Description
This one-pan Stuffed Pepper Skillet brings all the flavors of classic stuffed peppers into an easy, weeknight-friendly dish! Juicy ground beef, vibrant bell peppers, tender rice, and melty cheese come together for a hearty, comforting meal in just 30 minutes. It’s a fuss-free, family favorite that’s perfect for busy nights or when you’re craving something cozy yet healthy.
Ingredients
Units
Scale
Main Ingredients
- 1 lb ground beef (or ground turkey)
- 3 large bell peppers (preferably red, yellow, and green), diced
- 1 medium yellow onion, diced
- 3 cloves garlic, minced
- 1 cup uncooked long-grain white rice
- 1 (14.5 oz) can diced tomatoes with juice
- 1 (8 oz) can tomato sauce
- 2 cups beef or chicken broth
- 1 teaspoon Italian seasoning
- 1 teaspoon paprika
- 1/2 teaspoon kosher salt (more to taste)
- 1/4 teaspoon black pepper
For Finishing
- 1 cup shredded mozzarella cheese
- 2 tablespoons chopped fresh parsley (optional)
Instructions
- Brown the Beef and Vegetables: Heat a large skillet over medium-high heat. Add the ground beef and cook until it begins to brown, breaking it up with a spatula (about 3-4 minutes). Add the onion, bell peppers, and garlic. Cook until the vegetables soften and the beef is cooked through, about 5-6 minutes. Drain any excess fat.

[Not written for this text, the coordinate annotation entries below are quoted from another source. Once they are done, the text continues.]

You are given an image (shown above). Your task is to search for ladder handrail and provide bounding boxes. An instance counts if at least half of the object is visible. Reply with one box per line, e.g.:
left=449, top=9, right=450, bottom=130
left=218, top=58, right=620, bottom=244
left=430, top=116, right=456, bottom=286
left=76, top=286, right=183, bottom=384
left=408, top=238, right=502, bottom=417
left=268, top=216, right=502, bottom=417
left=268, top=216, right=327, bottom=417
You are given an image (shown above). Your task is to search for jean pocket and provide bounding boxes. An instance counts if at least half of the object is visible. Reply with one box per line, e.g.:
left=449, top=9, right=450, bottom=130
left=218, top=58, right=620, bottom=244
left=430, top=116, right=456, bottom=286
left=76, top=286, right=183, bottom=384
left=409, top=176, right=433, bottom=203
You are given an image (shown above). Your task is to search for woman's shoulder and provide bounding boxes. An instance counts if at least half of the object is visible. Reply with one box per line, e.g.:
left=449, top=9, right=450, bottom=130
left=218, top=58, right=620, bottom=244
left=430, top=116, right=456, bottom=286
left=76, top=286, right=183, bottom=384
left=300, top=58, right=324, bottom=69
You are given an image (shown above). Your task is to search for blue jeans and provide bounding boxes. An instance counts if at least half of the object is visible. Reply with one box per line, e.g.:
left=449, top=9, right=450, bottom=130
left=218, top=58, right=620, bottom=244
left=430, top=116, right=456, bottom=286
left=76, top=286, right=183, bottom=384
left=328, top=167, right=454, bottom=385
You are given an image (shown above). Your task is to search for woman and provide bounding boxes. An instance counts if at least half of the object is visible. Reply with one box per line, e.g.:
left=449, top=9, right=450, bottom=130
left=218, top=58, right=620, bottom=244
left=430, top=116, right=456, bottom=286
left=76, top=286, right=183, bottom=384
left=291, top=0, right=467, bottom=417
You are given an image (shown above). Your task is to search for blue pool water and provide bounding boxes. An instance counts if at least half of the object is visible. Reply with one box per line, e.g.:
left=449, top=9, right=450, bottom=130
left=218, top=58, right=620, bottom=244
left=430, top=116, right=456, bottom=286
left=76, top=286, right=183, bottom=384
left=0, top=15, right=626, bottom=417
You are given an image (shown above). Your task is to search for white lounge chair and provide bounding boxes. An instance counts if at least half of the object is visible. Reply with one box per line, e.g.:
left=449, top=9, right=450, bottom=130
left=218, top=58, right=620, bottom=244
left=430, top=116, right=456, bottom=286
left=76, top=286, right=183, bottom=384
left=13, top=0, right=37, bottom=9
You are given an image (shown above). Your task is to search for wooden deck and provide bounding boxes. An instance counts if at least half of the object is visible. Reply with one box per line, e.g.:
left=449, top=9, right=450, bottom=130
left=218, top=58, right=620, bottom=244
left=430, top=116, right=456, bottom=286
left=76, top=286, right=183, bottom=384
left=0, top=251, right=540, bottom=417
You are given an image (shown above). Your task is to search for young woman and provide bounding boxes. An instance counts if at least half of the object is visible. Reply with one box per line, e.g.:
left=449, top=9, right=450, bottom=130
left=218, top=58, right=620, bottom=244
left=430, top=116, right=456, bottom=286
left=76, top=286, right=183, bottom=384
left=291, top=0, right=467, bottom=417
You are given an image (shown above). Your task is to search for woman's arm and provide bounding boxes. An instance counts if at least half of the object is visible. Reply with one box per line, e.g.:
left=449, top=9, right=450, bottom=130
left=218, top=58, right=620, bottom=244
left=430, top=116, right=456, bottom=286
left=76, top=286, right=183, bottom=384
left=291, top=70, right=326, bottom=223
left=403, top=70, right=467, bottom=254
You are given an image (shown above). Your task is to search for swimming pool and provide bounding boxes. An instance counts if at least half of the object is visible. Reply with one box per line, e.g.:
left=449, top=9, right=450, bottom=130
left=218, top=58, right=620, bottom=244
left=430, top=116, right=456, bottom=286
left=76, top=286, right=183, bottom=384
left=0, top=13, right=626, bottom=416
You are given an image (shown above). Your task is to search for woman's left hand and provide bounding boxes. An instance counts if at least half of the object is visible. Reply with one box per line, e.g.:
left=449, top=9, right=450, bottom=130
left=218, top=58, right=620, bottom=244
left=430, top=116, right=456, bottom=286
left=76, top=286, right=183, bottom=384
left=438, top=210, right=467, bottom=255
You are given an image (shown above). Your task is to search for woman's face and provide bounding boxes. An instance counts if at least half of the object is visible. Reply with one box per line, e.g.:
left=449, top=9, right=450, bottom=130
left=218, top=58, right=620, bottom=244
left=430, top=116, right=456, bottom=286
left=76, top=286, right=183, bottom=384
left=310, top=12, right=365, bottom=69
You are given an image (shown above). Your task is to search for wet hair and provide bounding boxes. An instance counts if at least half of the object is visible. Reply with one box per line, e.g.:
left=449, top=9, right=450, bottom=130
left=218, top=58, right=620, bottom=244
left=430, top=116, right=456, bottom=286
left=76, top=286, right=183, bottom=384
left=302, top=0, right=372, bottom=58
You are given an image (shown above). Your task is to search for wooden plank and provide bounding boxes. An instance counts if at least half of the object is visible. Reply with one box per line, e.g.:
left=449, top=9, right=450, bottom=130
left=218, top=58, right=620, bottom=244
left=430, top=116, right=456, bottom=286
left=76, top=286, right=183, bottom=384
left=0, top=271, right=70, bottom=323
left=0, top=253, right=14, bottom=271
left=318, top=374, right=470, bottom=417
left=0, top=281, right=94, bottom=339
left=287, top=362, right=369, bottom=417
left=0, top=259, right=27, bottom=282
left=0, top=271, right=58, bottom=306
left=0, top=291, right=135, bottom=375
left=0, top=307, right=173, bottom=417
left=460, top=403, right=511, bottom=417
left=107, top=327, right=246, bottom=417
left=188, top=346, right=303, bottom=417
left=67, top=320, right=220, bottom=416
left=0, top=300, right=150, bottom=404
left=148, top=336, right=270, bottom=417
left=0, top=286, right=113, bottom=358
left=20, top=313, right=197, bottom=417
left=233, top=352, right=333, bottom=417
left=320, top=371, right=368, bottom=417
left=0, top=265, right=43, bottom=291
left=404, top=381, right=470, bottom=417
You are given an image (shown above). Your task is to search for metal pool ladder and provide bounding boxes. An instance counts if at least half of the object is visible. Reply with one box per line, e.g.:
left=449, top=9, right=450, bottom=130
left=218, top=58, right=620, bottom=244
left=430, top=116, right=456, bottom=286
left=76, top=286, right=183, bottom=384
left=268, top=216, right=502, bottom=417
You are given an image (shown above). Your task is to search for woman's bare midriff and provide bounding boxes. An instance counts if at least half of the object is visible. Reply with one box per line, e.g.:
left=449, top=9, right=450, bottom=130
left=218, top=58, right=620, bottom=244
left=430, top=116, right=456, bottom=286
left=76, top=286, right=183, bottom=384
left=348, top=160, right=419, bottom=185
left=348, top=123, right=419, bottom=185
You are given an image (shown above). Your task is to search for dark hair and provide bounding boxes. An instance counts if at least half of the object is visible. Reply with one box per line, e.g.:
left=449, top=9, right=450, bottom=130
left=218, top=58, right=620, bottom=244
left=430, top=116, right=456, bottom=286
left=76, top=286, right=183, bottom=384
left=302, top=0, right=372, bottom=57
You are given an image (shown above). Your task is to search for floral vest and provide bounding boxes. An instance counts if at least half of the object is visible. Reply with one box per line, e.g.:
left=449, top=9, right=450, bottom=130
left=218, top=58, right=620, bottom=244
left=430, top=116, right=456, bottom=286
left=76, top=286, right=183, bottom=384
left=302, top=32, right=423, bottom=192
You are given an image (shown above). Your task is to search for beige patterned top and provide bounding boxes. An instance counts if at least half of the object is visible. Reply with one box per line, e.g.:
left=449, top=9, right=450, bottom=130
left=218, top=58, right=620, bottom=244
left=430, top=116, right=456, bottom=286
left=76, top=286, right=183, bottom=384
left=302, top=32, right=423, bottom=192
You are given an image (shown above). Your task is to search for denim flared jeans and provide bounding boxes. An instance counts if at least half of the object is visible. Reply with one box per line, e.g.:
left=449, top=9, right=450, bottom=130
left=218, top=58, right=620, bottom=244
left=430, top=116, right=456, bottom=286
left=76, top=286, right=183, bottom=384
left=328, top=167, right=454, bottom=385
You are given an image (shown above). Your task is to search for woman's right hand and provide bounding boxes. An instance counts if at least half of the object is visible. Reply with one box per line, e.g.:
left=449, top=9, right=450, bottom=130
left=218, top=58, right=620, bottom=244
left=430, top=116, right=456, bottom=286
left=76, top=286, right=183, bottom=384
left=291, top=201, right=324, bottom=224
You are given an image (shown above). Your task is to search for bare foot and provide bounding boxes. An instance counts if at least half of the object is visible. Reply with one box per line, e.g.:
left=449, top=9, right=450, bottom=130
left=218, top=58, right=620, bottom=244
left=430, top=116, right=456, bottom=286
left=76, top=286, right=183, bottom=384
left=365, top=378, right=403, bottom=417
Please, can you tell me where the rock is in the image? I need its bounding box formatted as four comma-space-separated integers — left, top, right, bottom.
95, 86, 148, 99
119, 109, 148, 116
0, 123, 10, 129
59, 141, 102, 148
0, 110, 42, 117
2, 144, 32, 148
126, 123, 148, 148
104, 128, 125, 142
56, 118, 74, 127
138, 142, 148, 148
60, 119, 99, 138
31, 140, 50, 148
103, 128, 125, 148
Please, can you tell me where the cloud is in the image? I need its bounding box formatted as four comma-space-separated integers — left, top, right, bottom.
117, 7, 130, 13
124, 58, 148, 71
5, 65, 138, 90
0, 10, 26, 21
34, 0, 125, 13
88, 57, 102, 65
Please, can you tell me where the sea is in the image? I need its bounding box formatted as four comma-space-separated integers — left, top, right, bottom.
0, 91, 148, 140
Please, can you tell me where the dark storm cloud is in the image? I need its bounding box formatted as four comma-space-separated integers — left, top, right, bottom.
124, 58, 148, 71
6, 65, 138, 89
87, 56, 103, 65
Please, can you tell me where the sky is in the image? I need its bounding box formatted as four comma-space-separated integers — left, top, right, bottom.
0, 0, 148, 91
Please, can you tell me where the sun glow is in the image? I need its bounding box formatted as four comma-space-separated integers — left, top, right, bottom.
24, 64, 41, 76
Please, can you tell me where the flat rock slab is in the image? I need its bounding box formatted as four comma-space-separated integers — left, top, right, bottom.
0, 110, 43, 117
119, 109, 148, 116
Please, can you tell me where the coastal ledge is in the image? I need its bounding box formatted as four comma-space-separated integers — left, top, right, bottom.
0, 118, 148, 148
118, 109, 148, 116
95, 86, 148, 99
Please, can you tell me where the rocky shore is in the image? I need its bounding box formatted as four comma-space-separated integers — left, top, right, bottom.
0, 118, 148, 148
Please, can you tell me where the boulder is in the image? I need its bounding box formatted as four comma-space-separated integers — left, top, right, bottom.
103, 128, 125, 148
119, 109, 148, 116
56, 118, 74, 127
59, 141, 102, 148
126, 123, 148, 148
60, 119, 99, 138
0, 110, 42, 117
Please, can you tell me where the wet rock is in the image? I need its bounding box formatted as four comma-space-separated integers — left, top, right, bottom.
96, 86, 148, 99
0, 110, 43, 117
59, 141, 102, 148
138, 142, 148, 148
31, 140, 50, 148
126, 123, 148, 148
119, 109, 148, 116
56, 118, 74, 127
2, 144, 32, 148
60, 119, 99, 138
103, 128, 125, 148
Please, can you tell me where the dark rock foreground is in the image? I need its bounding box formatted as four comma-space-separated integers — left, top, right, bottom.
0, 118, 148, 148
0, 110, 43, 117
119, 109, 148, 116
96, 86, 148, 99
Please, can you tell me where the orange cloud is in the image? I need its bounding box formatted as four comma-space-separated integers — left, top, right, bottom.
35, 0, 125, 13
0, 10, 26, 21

- Add Rice, Tomatoes, and Seasonings: Stir in the uncooked rice, diced tomatoes with juice, tomato sauce, and beef broth. Add Italian seasoning, paprika, salt, and black pepper. Mix well to combine all ingredients thoroughly.
- Simmer Until Rice is Tender: Bring the mixture to a gentle simmer. Cover the skillet and reduce the heat to low. Cook for 18-20 minutes, or until the rice is tender and most of the liquid has been absorbed. Stir occasionally to prevent sticking.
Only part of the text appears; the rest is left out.